Aurora was added to MoneySense's 2012 edition of their Canada's Best Places to Live report:
Aurora ranked 48th out of 190 "cities", even though it is not one itself.
Newmarket, our neighbour to the north came in at a more impressive 13th place, up from the 20's.
Toronto beat out Aurora by one, propelling itself up from a weak score of 80 something last year.
The methadology behind the ranking system is laid out here:
Curious to know what role "culture" had to play in Aurora's ranking I found that in reviewing this methodology there was entire section devoted for "culture", albeit the definition of "culture" differs from what Aurora's "Cultural" Centre adheres to.
A city could receive up to 5 points based on the percentage of people employed in arts, culture, recreation and sports.
A comment left on the MoneySense sight argues, correctly in my view, how inappropriate it is to judge cultural richness based solely upon employment statistics.
Why look at the number of people employed in the fields of arts, sports, etc.? Is employment really a good indicator of a city's cultural richness. I bet there are plenty of cities where relatively few people actually work in these fields but where a huge number of people actively participate in cultural activities.

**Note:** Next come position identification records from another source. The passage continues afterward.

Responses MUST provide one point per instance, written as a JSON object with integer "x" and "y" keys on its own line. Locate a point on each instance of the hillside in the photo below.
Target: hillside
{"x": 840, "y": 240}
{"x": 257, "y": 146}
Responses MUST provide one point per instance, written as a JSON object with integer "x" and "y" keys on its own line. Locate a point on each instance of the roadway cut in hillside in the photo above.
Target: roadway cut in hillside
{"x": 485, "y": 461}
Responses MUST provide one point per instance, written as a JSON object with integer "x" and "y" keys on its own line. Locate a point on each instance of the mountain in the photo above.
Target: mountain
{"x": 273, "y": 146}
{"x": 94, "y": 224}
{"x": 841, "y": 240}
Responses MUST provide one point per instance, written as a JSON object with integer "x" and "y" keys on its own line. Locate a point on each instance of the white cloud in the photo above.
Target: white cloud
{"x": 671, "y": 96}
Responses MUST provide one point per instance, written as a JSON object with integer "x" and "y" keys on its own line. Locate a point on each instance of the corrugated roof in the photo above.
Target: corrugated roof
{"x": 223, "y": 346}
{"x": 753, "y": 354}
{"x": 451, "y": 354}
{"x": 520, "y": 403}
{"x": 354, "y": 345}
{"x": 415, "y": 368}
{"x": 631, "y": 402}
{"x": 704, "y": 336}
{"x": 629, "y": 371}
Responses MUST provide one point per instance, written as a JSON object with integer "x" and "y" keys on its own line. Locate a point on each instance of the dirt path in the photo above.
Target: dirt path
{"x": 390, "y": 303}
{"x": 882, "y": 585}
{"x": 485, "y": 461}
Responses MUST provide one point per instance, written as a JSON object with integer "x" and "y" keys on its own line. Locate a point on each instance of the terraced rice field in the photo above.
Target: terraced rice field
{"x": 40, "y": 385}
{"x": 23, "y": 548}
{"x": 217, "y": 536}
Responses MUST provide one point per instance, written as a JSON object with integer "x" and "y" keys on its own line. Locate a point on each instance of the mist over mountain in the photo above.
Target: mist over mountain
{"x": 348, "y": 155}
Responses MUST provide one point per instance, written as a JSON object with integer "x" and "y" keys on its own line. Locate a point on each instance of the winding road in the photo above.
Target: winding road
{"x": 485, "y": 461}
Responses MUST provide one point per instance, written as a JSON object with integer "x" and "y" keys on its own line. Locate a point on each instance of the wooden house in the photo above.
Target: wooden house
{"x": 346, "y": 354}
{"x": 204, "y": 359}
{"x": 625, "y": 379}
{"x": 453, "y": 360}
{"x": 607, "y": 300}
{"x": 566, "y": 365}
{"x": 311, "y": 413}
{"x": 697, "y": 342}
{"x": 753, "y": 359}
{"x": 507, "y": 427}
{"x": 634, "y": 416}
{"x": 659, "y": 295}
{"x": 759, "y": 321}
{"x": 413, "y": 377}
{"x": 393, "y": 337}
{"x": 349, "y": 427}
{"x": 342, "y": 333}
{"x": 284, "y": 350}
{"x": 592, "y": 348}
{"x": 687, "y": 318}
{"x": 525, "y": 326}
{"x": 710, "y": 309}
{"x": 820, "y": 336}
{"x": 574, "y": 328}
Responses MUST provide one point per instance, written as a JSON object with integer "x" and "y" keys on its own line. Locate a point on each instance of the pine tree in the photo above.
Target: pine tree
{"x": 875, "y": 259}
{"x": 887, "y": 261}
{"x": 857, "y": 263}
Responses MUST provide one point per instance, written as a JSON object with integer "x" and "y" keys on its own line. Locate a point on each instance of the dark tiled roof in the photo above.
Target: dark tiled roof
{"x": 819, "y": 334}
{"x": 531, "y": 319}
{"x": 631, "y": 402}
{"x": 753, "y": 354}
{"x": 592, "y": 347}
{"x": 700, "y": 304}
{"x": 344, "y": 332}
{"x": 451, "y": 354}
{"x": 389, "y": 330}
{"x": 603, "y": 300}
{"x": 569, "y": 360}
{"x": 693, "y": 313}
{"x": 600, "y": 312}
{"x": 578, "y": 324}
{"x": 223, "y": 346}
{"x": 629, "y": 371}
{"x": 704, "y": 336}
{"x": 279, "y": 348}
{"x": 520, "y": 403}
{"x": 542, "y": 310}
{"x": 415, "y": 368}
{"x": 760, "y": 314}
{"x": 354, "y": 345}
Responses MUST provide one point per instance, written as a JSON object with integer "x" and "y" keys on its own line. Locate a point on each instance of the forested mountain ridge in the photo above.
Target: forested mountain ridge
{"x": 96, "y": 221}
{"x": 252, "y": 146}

An area with a large Native community or a particularly high number of immigrants will often have an enormous number of cultural events, unique community facilities, etc. But few of the people in the area will actually be employed in these endeavours.
What is even more revealing about the whole report is to read that the source of the data is the 2006 Census, placing the data at over 6 years old!

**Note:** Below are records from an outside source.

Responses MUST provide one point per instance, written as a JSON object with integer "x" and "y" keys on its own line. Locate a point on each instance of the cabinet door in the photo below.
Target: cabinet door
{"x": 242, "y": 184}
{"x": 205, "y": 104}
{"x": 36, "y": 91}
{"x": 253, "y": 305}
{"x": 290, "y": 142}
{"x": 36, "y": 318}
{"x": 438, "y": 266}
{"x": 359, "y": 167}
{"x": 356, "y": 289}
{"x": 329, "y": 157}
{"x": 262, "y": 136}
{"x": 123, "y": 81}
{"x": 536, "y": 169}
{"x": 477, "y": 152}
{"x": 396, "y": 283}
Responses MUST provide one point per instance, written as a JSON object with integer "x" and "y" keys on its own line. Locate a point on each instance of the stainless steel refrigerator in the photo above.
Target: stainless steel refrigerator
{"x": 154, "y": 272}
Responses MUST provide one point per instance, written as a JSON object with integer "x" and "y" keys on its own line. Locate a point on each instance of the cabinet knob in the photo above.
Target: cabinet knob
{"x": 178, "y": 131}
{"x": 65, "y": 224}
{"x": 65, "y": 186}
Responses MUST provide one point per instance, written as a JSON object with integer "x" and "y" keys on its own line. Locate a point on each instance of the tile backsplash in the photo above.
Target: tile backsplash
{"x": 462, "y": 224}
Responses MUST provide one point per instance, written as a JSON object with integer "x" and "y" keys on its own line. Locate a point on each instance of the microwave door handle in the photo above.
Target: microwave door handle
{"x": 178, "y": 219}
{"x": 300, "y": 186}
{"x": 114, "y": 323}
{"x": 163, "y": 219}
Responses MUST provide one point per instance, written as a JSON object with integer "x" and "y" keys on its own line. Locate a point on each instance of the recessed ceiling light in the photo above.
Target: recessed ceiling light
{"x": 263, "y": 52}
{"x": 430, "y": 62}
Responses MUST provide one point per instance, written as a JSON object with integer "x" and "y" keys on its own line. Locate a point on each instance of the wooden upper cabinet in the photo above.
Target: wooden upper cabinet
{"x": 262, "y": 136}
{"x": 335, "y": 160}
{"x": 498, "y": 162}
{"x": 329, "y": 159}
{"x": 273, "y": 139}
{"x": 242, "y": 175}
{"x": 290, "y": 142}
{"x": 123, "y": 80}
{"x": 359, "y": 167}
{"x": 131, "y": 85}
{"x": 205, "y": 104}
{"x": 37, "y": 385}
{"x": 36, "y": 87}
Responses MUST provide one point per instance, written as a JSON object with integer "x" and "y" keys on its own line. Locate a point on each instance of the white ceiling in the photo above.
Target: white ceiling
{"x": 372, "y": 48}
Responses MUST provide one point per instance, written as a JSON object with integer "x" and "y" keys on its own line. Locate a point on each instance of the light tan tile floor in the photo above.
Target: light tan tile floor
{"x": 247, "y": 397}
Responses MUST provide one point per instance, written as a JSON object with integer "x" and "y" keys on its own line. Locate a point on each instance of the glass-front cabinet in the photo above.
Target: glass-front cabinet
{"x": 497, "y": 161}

Meaning that if you believe that Aurora ranked 17 out of 190 cities with respect to "culture" it did so before the Culture Club ever opened its doors.
It achieved that ranking with respect to equal weighting between arts, culture, recreation and sports.
Cultural mapping is important, and a much more accurate way of determining a town or city's strengths and weaknesses.
Toronto and Newmarket have embarked on that endeavour.
While here in Aurora we are witnessing a barrage of meetings aimed as a rescue effort to a Cultural Services Agreement that is clearly only serving one party.
Saving the current Cultural Services Agreement by patching it up with band-aids is not the answer.
It was built with unnecessary speed and exercising the least amount of strategy.
Those that envisioned and committed to a self sustaining operation cannot say that the Aurora "Cultural" Centre is "exceeding" expectations.
It has failing to meet them through iincompetence and continued miscommunication.
Some sort of announcement regarding changes to the Cultural Services Contract was supposed to be delivered today.
Unsure what it would contain, why or where it would be released.
If it is the town's intent, through this negotiation exercise to continue to hand over in excess of $500,000 a year until the contract expires than there really is only one change required in the Cultural Services Agreement:
Lower the community's expectations of the Cultural Centre.
After all they aren't instrumental in making Aurora one of the best places to live.